5 décembre : cet après-midi, Talandier et Lepoutre sont tenus à l’écart du chantier, comme des gamins à qui on aurait ordonné d’aller jouer dehors.
Dans leur dos, la maison tremble, toutes fenêtres ouvertes. Un camion stationné dans la rue déverse des tonnes de béton liquide à l’étage. L’énorme tuyau penché au-dessus du toit, tel une girafe cherchant à atteindre les feuilles du vieux chêne.

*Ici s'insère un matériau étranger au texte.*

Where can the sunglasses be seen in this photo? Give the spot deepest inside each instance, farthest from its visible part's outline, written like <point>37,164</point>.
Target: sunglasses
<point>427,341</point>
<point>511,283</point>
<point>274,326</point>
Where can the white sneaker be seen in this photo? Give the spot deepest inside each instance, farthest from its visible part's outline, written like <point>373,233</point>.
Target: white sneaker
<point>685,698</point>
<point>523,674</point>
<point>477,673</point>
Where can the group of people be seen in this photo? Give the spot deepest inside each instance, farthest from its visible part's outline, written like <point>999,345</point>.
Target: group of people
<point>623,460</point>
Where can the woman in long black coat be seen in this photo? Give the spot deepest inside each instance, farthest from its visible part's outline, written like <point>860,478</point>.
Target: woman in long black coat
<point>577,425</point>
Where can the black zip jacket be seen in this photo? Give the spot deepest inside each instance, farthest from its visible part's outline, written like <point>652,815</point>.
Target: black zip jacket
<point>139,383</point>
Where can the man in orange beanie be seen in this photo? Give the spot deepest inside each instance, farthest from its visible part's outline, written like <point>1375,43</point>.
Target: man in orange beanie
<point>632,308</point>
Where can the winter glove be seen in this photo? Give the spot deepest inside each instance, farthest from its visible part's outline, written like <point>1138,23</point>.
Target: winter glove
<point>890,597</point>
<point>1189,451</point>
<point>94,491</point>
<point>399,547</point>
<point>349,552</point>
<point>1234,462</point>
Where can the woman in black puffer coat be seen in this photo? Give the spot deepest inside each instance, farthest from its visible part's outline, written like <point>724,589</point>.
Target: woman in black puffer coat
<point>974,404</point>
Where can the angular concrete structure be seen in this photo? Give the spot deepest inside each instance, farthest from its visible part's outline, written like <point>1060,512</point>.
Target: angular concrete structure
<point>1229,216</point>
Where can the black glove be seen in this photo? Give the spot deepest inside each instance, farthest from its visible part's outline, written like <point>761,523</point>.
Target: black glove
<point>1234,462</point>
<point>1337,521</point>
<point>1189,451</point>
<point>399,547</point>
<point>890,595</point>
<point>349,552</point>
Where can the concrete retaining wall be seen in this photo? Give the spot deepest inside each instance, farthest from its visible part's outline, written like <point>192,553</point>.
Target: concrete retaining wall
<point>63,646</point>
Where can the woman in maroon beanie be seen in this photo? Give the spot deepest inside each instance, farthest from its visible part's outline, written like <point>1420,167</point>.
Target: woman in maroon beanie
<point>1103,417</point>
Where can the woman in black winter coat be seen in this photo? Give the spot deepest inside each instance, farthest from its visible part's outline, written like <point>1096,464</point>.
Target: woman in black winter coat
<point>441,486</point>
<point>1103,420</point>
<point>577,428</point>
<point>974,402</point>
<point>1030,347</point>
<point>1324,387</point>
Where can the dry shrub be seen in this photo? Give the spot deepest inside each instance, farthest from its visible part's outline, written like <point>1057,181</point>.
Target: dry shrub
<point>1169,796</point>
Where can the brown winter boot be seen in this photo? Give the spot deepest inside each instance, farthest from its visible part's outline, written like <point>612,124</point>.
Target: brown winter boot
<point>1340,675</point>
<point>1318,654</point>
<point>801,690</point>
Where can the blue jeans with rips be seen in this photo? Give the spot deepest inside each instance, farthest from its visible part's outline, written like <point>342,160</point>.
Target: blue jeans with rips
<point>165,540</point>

Le froid monte par le sol. L’humidité commence à se faire sentir à travers le pantalon, au niveau des chevilles et des genoux. On finira demain. La saison s’étire, mais on sait malgré tout que ce sera bientôt fini pour nous ici. Il est temps de laisser la terre se reposer et que le jardin, drapé de mystère, abrite enfin les oiseaux de la nuit. Talandier et Lepoutre sont les derniers à quitter le chantier. Ils traversent la maison de part en part. Dans la rue, quelques passants rentrent chez eux après leur travail. En sortant de ma voiture, je vois deux lumières qui dansent derrière l’une des fenêtres de la maison en chantier. Des feuilles du chêne qui se seraient détachées, portées par le courant d’air ? L’esprit du lieu agitant ses lanternes ? Mon vague à l’âme en miroir ? Rien de tout cela. Il s’agit de Lepoutre et Talandier avec leurs lampes frontales qui s’amusent à laisser les empreintes de leurs mains dans la dalle fraîche.